PT Fastana Logistik Indonesia yang bergerak di bidang jasa logistik nasional menilai eCanter sebagai solusi yang sesuai untuk operasional distribusi perkotaan yang memiliki rute terencana dan intensitas tinggi.
Direktur PT Fastana Logistik Indonesia Subagyo Raharjo mengatakan perusahaan telah mengoperasikan lebih dari 400 unit armada Mitsubishi Fuso, sehingga pengalaman terhadap keandalan kendaraan dan layanan purna jual menjadi faktor utama dalam keputusan mengadopsi truk listrik tersebut.
“Selama bertahun-tahun kami mempercayakan armada operasional kepada Mitsubishi Fuso karena keandalan kendaraan serta dukungan layanan purna jualnya.
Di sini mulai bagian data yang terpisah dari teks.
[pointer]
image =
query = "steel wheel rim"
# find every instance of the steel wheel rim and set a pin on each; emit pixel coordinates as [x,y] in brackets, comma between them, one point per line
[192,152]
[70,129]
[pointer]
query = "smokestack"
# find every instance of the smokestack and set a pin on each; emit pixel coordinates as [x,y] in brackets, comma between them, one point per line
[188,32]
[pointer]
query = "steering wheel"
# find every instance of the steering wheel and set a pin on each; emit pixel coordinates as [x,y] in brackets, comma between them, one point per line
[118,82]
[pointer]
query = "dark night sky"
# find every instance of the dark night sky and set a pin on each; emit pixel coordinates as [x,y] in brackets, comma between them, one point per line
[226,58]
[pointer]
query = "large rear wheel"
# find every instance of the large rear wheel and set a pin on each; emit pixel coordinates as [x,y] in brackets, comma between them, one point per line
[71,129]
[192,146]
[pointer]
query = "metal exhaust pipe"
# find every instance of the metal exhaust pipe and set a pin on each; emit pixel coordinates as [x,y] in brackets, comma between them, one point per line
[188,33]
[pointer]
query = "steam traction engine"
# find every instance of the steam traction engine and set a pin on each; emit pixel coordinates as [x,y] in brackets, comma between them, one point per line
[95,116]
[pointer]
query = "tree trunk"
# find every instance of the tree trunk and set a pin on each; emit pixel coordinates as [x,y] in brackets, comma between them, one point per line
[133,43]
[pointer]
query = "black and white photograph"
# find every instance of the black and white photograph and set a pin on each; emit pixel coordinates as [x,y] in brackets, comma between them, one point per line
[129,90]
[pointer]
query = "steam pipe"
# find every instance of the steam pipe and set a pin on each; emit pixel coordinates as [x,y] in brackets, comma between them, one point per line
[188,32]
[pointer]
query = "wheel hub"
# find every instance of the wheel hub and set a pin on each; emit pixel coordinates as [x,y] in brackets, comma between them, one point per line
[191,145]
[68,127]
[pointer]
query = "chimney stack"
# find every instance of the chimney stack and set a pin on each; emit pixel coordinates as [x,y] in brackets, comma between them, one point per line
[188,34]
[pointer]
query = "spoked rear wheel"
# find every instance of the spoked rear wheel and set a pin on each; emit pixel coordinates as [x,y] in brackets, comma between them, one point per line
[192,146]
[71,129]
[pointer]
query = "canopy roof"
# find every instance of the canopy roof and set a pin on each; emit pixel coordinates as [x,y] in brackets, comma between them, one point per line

Melalui eCanter, kami optimistis dapat memulai langkah menuju operasional logistik yang lebih berkelanjutan,” ujarnya.
Untuk mendukung operasional kendaraan listrik, Mitsubishi Fuso menyiapkan layanan purna jual khusus melalui tiga diler resmi di wilayah JABODETABEK. Fasilitas tersebut dilengkapi alat pemeriksaan kondisi baterai Xentry, EV Mobile Charger berkapasitas 65 kWh dengan kecepatan pengisian daya 60 kW, serta teknisi bersertifikasi kendaraan listrik.
KTB menyatakan dukungan tersebut merupakan bagian dari komitmen Zero Down Time, yakni memastikan armada pelanggan dapat beroperasi secara optimal dengan dukungan layanan yang cepat dan andal.
Pengembangan ekosistem eCanter diharapkan dapat mempercepat adopsi kendaraan niaga listrik di sektor logistik nasional sekaligus mendukung target pengurangan emisi karbon di sektor transportasi Indonesia.